The deepest need of our spiritual life is to know our utter helplessness, weakness and liability to err. Then we shall lean on His stronger arm, and in self-distrust abide in Him, knowing that apart from Him we can do nothing. This was the great lesson of the Old Testament discipline. “The law made nothing perfect, but,” praise the Lord, “the bringing in of a better hope did.” “What the law could not do, because it was weak through the flesh, God, sending His own Son in the likeness of sinful flesh, and for sin, condemned sin in the flesh, that the righteousness of the law might be fulfilled in us, who walk not after the flesh, but after the Spirit.” “For the law of the spirit of life in Christ Jesus has made us free from the law of sin and death.” “If we walk in the Spirit, we shall not fulfil the lusts of the flesh.”
The secret of victory is the profound consciousness of our utter inability and helpless nothingness. Our insufficiency is measured by His all-sufficiency, and as we decrease, He must increase. Most of our failures are meant to teach us our inability and worthlessness, that we may learn that apart from Him we can do nothing.
GOD’S FAITHFULNESS
4. The review of God’s faithfulness and grace is fitted to establish us and encourage us in fidelity and steadfastness. Joshua led them back over the history of the past, and recalled to their mind the marvelous dealings of Jehovah with them and their fathers and then reminded them of the good land into which He had brought them, and all the blessings with which He had surrounded them, and by all these considerations He called them and bound them to remember their covenant obligations, and be true to their faithful God.
And so, God holds us to Himself by the memory of His grace and love.

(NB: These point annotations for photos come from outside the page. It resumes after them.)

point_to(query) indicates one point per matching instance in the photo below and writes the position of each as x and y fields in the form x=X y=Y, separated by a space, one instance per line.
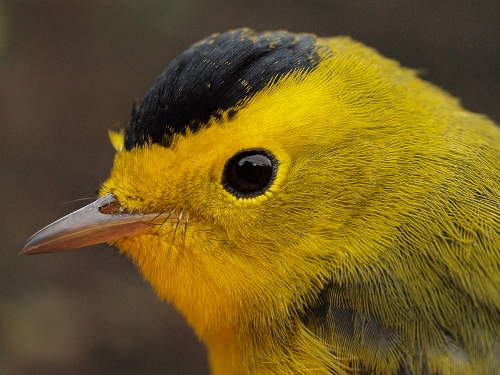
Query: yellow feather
x=375 y=250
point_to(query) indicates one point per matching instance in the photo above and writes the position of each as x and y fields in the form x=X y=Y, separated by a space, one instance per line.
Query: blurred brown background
x=69 y=70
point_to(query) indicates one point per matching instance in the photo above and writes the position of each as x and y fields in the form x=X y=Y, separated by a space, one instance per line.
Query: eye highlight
x=249 y=173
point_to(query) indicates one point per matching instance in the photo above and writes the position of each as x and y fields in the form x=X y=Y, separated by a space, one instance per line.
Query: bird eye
x=249 y=172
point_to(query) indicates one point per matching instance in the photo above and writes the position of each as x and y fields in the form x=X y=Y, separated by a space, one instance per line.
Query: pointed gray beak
x=101 y=221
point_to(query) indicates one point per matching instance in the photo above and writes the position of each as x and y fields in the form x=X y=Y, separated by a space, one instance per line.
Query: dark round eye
x=249 y=172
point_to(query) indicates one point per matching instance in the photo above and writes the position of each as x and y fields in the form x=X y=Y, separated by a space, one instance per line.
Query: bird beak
x=101 y=221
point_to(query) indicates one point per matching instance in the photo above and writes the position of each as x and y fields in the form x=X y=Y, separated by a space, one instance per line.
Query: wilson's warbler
x=310 y=207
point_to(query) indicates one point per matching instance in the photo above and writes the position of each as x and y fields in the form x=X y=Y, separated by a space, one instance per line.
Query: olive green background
x=70 y=70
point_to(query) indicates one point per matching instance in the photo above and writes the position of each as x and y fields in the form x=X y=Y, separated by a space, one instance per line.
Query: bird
x=310 y=207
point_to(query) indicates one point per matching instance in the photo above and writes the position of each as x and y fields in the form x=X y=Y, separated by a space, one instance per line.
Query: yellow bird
x=310 y=207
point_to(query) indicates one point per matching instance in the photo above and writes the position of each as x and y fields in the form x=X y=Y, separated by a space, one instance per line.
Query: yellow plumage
x=374 y=251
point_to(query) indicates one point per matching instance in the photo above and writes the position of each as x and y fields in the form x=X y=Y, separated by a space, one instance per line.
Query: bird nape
x=310 y=207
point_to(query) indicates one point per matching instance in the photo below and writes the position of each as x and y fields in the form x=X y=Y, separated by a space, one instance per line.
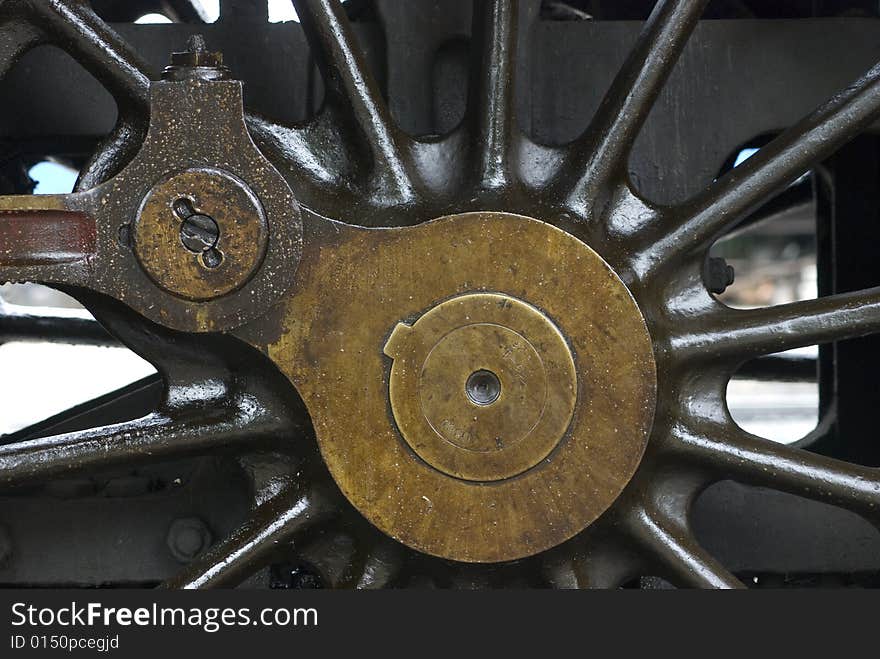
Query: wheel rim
x=583 y=188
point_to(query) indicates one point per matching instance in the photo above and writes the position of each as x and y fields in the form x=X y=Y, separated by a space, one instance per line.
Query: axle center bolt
x=483 y=387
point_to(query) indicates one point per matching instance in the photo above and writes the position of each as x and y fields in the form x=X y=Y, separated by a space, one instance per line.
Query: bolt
x=199 y=233
x=196 y=62
x=187 y=538
x=483 y=387
x=717 y=274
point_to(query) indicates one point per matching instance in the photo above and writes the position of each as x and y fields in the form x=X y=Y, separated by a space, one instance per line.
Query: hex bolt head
x=196 y=62
x=199 y=233
x=187 y=538
x=717 y=274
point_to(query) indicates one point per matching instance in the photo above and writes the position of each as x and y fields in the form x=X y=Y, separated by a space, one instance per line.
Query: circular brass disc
x=242 y=241
x=469 y=287
x=505 y=338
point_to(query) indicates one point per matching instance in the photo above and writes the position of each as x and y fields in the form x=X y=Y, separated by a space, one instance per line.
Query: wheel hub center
x=482 y=387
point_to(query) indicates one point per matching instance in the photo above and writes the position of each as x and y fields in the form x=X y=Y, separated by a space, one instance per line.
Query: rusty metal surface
x=197 y=148
x=354 y=288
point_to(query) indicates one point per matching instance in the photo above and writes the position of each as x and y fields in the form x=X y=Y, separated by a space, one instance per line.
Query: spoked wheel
x=469 y=360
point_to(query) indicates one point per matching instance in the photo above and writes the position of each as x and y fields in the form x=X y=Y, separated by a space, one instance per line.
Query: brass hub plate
x=446 y=300
x=519 y=354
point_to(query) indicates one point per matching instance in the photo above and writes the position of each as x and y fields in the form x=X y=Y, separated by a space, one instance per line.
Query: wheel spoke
x=273 y=523
x=676 y=554
x=75 y=27
x=16 y=38
x=346 y=76
x=722 y=205
x=492 y=101
x=603 y=151
x=732 y=453
x=151 y=439
x=739 y=334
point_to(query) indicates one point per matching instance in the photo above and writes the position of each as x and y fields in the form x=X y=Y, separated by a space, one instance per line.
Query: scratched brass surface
x=489 y=333
x=243 y=234
x=354 y=286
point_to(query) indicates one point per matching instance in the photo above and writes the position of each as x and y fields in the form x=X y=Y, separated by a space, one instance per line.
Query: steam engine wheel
x=467 y=359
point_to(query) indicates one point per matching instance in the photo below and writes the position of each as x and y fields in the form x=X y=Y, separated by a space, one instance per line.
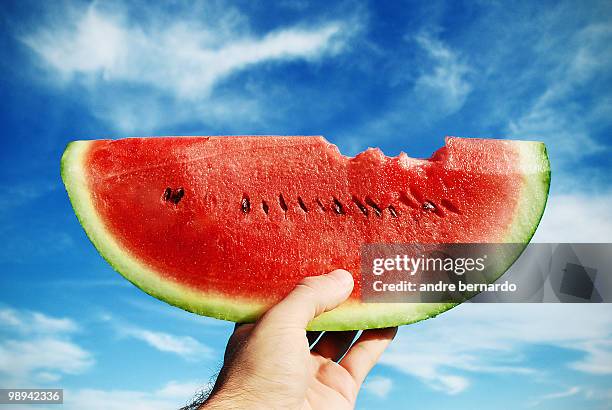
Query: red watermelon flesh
x=226 y=226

What marvelous promises He has given us, and how vast are the prospects and the recompenses that He has in store for us! By all these things, let us be true to our covenant and faithful to our heavenly Friend.
God would awaken us to a sense of our true dignity and our glorious future, that we might “walk worthy of our high vocation.” Behind us there lies a high and heavenly calling and a past full of His faithful love. Before us is a kingdom of incomparable and everlasting glory, and both are calling us to be “steadfast, unmovable, always abounding in the work of the Lord, forasmuch as we know that our labor is not in vain in the Lord.”